Wednesday, May 19, 1999 Published at 11:57 GMT 12:57 UK
Strikes fail to cause 'significant casualties'
Nato has not inflicted "significant casualties" on Serb forces
Nato has failed to inflict "significant casualties" on Serbian forces in Kosovo, a senior UK military commander has admitted.
Morale among troops loyal to Serbian President Slobodan Milosevic continued to decline, but few direct strikes had been achieved.
A British army brigade is composed of 4,500 troops, with 76 tanks and other armoured vehicles.
But at the daily Ministry of Defence on Wednesday Air Marshall Sir John Day suggested the casualty total among Serb troops could be lower than that figure.
"Milosevic's forces are gradually being weakened throughout Serbia and especially in Kosovo.
"We continue to receive reports that the morale of some elements of the army and special police is being damaged."
Pressed on the apparent discrepancy between his remarks and the prime minister's article, Sir John said: "Individual units are taking quite severe casualties.

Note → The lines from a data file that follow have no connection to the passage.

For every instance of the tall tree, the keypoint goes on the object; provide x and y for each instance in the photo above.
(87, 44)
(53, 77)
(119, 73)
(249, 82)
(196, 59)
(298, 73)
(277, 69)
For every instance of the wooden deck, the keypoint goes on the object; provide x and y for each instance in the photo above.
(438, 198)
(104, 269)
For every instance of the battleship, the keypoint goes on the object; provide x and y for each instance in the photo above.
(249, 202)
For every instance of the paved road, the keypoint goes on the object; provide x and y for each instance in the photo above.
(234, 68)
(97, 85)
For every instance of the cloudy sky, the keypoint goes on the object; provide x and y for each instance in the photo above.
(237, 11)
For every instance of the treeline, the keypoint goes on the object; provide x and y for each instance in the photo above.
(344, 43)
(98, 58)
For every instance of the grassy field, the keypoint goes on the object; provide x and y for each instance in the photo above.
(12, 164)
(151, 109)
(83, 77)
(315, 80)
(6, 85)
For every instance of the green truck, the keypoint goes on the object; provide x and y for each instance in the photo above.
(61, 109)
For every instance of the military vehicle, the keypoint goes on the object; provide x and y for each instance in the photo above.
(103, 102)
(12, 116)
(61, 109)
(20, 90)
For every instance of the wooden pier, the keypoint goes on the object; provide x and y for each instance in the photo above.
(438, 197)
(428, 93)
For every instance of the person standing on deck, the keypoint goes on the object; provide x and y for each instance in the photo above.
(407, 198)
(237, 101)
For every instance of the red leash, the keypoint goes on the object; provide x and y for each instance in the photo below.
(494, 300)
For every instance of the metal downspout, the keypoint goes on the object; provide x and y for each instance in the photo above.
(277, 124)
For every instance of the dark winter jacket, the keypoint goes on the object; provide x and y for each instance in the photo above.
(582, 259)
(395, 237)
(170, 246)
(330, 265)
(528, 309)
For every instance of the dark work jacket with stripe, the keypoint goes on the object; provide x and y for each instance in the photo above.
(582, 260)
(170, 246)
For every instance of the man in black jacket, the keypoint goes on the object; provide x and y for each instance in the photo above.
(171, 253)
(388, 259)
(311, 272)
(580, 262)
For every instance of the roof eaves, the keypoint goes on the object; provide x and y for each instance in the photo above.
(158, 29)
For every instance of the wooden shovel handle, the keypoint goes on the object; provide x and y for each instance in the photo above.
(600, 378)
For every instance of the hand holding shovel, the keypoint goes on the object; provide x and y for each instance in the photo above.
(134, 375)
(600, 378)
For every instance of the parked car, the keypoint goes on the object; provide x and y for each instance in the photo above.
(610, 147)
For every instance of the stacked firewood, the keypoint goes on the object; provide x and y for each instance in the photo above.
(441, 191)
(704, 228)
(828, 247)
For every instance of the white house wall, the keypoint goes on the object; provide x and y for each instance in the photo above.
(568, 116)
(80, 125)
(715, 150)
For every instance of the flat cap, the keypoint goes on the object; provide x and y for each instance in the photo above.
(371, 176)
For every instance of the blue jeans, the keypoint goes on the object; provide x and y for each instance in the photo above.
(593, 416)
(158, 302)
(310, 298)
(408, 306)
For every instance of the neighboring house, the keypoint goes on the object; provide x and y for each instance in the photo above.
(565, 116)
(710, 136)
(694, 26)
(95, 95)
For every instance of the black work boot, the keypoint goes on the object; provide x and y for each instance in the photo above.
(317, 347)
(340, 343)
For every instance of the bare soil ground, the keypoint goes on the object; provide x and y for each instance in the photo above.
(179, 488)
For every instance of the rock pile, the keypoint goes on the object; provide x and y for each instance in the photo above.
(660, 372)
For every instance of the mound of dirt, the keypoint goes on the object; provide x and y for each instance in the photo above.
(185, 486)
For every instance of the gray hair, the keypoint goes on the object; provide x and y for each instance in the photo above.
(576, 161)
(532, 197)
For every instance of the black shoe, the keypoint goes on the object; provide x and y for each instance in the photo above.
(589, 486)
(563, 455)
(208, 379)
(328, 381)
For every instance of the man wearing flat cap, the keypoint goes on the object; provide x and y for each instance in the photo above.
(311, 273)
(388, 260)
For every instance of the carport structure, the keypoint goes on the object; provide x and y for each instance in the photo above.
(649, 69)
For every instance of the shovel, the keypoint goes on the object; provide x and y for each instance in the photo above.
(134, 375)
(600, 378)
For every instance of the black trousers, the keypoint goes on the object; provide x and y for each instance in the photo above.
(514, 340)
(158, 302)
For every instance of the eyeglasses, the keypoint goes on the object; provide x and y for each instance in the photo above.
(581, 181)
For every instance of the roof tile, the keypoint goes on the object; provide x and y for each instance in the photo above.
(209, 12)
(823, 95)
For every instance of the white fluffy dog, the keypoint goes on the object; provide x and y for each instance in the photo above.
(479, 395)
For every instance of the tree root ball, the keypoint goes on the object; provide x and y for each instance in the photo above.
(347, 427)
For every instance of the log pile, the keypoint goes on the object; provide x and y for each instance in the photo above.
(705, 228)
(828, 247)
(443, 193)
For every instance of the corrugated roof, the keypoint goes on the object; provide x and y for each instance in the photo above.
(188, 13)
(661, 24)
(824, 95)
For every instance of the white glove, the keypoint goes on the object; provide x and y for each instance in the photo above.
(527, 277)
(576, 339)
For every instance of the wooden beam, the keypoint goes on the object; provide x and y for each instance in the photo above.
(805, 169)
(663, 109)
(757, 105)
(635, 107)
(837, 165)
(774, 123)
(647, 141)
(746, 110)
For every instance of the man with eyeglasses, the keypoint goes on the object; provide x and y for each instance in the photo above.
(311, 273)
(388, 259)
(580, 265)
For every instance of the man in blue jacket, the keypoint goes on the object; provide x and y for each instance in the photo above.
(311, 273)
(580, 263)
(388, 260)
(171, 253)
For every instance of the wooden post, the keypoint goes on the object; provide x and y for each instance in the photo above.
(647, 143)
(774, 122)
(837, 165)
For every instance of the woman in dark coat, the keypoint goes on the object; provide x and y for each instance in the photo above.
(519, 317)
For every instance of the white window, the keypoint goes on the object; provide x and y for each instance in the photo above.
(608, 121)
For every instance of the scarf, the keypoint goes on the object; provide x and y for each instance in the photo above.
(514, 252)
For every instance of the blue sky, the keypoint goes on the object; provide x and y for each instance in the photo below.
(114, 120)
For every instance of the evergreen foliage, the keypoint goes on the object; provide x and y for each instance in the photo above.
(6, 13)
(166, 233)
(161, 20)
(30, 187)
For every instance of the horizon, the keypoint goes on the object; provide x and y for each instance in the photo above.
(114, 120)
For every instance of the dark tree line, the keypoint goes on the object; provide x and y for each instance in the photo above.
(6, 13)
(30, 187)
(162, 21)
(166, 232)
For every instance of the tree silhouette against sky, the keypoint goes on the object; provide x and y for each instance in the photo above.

I was referring to overall throughout Serbia.
"Particularly, you will know, the majority of Nato's attacks have been in Kosovo, but progressively we are also targeting forces throughout Serbia."
RAF Harriers had flown sorties, but failed to hit their intended targets.

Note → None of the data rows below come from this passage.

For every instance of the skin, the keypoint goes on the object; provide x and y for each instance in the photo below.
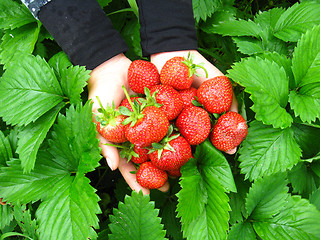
(106, 82)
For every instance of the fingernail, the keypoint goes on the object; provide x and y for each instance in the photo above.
(110, 163)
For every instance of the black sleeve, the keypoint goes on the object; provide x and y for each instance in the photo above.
(167, 25)
(82, 30)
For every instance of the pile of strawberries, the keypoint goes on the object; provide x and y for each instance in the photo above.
(157, 128)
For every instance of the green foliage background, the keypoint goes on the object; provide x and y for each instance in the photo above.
(58, 186)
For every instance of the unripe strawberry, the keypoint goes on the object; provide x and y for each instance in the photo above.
(216, 94)
(194, 124)
(142, 74)
(151, 177)
(229, 131)
(169, 98)
(188, 95)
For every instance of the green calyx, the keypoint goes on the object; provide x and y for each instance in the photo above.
(133, 116)
(164, 143)
(126, 151)
(193, 67)
(106, 115)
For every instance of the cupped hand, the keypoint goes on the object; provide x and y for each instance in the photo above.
(159, 59)
(106, 82)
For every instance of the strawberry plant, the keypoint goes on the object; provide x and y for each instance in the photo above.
(55, 184)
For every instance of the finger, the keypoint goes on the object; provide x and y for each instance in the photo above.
(110, 153)
(126, 169)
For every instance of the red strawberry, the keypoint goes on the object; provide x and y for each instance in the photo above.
(142, 74)
(174, 173)
(114, 130)
(229, 131)
(109, 124)
(142, 155)
(125, 102)
(169, 98)
(188, 95)
(178, 72)
(194, 124)
(216, 94)
(175, 152)
(151, 127)
(151, 177)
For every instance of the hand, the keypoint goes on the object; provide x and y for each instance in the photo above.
(159, 59)
(106, 82)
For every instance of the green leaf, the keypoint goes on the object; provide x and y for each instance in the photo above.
(306, 102)
(70, 211)
(213, 161)
(59, 62)
(267, 196)
(267, 150)
(138, 214)
(243, 231)
(303, 180)
(204, 8)
(305, 99)
(308, 138)
(193, 195)
(237, 200)
(26, 187)
(74, 143)
(28, 89)
(237, 28)
(249, 45)
(31, 137)
(6, 216)
(315, 198)
(73, 81)
(23, 218)
(18, 41)
(5, 149)
(298, 220)
(203, 204)
(171, 222)
(268, 85)
(13, 15)
(306, 58)
(268, 19)
(296, 20)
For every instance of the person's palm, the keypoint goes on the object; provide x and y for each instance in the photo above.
(106, 82)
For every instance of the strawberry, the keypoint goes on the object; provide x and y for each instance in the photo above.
(125, 102)
(142, 155)
(172, 153)
(151, 127)
(216, 94)
(229, 131)
(109, 124)
(145, 125)
(178, 72)
(151, 177)
(194, 124)
(142, 74)
(174, 173)
(188, 95)
(169, 98)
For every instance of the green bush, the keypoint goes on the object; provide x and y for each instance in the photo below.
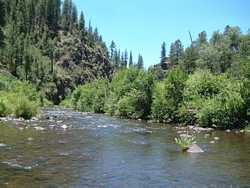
(130, 94)
(213, 100)
(18, 98)
(89, 97)
(167, 96)
(4, 109)
(25, 108)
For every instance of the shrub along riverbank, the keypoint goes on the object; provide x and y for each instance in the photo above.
(201, 98)
(18, 99)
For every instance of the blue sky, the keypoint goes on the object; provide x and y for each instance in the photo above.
(142, 25)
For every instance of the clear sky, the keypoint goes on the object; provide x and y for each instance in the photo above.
(142, 25)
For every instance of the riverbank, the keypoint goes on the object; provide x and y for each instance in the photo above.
(98, 150)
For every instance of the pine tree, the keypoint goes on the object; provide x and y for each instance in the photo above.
(202, 40)
(96, 34)
(176, 52)
(130, 59)
(125, 58)
(2, 21)
(163, 53)
(112, 49)
(81, 22)
(74, 16)
(140, 63)
(66, 14)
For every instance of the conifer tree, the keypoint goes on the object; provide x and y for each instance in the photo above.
(176, 52)
(140, 63)
(163, 53)
(81, 22)
(2, 21)
(130, 59)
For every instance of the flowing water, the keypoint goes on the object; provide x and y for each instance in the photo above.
(86, 150)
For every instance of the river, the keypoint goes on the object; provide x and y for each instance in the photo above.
(72, 149)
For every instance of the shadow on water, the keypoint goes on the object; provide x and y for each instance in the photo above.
(70, 149)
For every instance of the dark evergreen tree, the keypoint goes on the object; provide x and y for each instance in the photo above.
(130, 59)
(112, 49)
(81, 22)
(202, 40)
(140, 63)
(163, 53)
(176, 52)
(2, 21)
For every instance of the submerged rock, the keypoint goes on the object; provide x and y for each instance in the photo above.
(39, 128)
(194, 149)
(2, 145)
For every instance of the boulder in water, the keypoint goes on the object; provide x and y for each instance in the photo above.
(194, 149)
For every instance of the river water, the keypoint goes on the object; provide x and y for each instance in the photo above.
(86, 150)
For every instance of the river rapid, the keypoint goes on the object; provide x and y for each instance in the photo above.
(70, 149)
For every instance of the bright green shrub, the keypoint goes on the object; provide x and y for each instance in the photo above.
(130, 94)
(25, 108)
(167, 96)
(211, 100)
(90, 97)
(4, 109)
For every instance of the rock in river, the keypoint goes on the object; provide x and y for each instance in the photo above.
(194, 149)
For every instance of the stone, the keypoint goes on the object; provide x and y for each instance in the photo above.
(30, 139)
(216, 138)
(195, 149)
(64, 126)
(39, 128)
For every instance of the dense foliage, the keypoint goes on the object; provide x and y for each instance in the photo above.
(130, 94)
(18, 98)
(46, 43)
(206, 84)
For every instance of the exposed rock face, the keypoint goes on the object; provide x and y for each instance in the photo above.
(194, 149)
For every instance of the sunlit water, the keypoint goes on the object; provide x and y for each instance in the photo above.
(100, 151)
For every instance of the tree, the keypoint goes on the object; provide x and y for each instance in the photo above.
(81, 22)
(202, 40)
(130, 59)
(96, 34)
(216, 38)
(125, 58)
(2, 21)
(234, 34)
(140, 63)
(112, 49)
(74, 15)
(67, 15)
(190, 58)
(176, 52)
(163, 53)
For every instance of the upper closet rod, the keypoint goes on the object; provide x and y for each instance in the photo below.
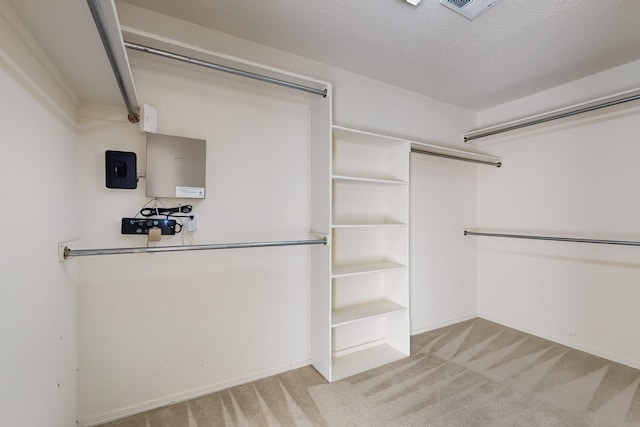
(558, 239)
(107, 25)
(218, 67)
(585, 107)
(449, 156)
(153, 249)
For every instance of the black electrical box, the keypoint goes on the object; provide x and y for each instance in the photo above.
(142, 225)
(120, 169)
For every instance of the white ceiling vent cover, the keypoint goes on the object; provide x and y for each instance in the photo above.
(470, 9)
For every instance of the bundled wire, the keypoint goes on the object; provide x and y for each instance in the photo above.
(162, 211)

Overall, Nato had inflicted considerable damage on President Milosevic's military operation, including destroying about a third of his key aircraft and striking more than half his airfields, Sir John said.
"In the past week, attacks have expanded to include military communication sites in north Serbia," he said.

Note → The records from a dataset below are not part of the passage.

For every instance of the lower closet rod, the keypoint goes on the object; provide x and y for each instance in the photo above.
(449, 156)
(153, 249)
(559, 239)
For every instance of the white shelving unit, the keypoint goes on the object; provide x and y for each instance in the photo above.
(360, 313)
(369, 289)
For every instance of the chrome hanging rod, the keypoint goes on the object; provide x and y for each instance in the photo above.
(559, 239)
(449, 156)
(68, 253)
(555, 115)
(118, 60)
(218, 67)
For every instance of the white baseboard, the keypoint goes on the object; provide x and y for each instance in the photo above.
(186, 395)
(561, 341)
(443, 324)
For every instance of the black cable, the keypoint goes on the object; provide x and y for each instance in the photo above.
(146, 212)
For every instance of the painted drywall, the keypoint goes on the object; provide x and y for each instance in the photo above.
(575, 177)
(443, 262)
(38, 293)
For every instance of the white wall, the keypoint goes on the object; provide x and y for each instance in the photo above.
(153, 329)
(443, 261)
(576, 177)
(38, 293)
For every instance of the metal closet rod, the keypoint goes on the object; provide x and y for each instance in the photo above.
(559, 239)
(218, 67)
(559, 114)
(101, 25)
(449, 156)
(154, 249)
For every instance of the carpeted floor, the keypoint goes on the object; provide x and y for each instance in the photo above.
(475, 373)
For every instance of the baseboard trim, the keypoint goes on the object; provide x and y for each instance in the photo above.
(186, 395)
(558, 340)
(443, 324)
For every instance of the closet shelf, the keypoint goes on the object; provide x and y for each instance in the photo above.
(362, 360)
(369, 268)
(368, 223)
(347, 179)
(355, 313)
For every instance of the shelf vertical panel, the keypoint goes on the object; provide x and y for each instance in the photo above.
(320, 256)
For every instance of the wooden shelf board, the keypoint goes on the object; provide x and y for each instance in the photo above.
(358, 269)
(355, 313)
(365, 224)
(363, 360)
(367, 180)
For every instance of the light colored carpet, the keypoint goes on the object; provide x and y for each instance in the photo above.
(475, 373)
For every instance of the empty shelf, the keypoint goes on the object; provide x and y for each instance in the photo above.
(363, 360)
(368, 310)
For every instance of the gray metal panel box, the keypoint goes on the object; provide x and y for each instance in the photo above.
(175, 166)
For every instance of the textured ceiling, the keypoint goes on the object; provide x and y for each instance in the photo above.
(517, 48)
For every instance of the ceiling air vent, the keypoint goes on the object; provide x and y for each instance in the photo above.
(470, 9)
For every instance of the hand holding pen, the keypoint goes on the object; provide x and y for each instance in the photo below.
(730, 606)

Confusion on ground forces
The briefing came amid growing speculation about a split at the heart of Nato over the use of ground troops.
After talks at Nato headquarters in Brussels, he said Germany would never support sending in soldiers unless President Milosevic declared a ceasefire.
"We are against sending in ground troops. That is the German position, supported unanimously by members of the German Parliament.
"That is also the present position of Nato, that is to say, the strategy of the allies can only be changed if all members agree on it."
Italian Prime Minister Massimo D'Alema, who met Chancellor Schröder on Tuesday, has also suggested a pause in the bombing campaign to seek a diplomatic settlement.
But the UK Government is continuing to insist the air offensive will not stop until Nato's demands are met.
"The only time we are going to stop is when we have the conditions met on our terms."
Defence Secretary George Robertson, on a one-day visit to Hungary, backed this view, but said sending in ground troops was "not on the agenda".
He added: "There is a critical point here about what would happen if Milosevic got away with what he is doing in Kosovo.
"In the drive for ethnic purity we have seen a unique savagery in Kosovo and there is no indication he would stop there."